One day as he walked towards the shrine he saw some beautiful flowers. He plucked some for his Lord and saved them in his hair, as he was carrying the day’s catch in both arms.  Then he noticed a small stream flowing nearby and had an idea, “How nice it would be to give a bath to the Lord!”  He then bent and filled water into his mouth and went to the shrine where he spit the water from his mouth on the Linga, thus bathing the Lord.  He happily made his offerings and spoke to the Lord before leaving for the day.

The next time the brahman returned to the shrine, the sight he saw repulsed him.  There was meat all over the place again, and this time, the Shiva Linga was covered by spittle.  “This was not the work of an animal, but a human being! How could anyone thus defile the Lord?”  He patiently cleaned up the shrine before chanting the mantras, purifying the Linga and making his offerings.  Again, he left, having done his duty, hoping & praying that such disrespect would not occur again.

But he saw the same thing every time he arrived there.  Heartbroken by the situation, he could not control his tears and addressed Shiva aloud, “O Lord, you are the purest of all, the greatest of all Gods.  How can you allow such indignities to happen to you yourself? You are the protector of the universe.  Please protect yourself from such acts.”

Lord Shiva was moved by the brahman’s plea and spoke out to his devotee, “My dear devotee, what you consider indignities is the offering made to me by another devotee.  He knows nothing of rituals and practices but, like you, he loves me with all his heart.  I am bound by his devotion, and have to accept all that he offers me.  If you wish to see the extent of his love for me, hide somewhere and see what happens.  It is time for him to come.”

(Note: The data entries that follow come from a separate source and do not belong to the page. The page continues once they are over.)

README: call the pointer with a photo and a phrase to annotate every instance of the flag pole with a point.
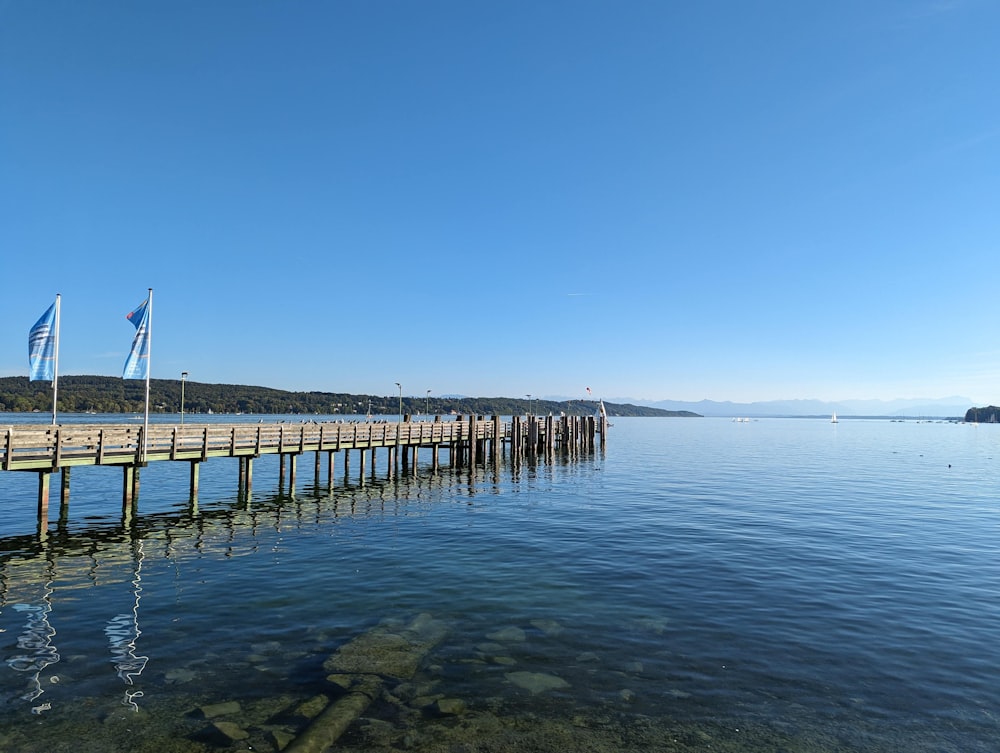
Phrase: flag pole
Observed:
(55, 364)
(149, 356)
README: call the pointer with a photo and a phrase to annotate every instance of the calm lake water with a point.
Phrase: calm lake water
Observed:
(782, 584)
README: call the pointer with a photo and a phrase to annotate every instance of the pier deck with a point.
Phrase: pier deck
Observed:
(46, 449)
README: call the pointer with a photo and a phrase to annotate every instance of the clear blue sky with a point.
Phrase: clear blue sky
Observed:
(662, 200)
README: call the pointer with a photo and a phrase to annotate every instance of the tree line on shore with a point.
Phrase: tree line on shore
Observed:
(102, 394)
(987, 415)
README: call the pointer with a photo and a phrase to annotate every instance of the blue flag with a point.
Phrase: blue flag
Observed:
(137, 363)
(42, 347)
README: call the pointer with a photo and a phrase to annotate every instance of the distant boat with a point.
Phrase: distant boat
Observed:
(601, 414)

The brahman was curious about this devotee whom the Lord himself praised.  The brahman hid himself behind some bushes.  Thinnan came very soon, as usual carrying meat in his hands, flowers in his hair and water in his mouth.

As usual Thinnan started his routine of bathing the Shiva Linga & offering what he brought to the Lord.  Suddenly, he noticed that there was something oozing from the Lord’s left eye.  Horrified, he ran and collected herbs and applied them to the eye, hoping to cure the problem.  It only made it worse, for blood started oozing.  He tried out a few more remedies, none of which worked.

Finally, he decided that the only way he could solve the problem was by offering the Lord his own eye.  Taking one of his knives, he cut his left eye out of its socket, and placed it on the Linga.  At once, the blood stopped oozing, and Thinnan heaved a sigh of relief.  He started dancing around with joy.

Suddenly, he was shocked to notice that the Lord’s right eye was now bleeding in the same way.  He now knew the solution and decided to offer his other eye too.  But once he had taken his right eye out, how would he see where to place it? He pondered for a minute and came up with a solution.  Lifting one of his feet, he placed it on the place where the Lord had his right eye.  With his knife, proceeded to take out his right eye from its socket.

Shiva could not bear to see this great sacrifice by his devotee and appeared in front of him.  At once, Thinnan regained his sight and prostrated fully before the Lord.  The brahman too came out from hiding and bowed before the Lord.

Lord Shiva blessed both of them and praised them for their devotion, given in their own way.  He especially lauded Thinnan, and declared him to be a saint – a Nayanar, as the greatest of Shiva’s devotees were known.  Since he had given up his eyes (“kann” means “eye” in Tamil) for the Lord, he would henceforth be known as Kannappa Nayanar.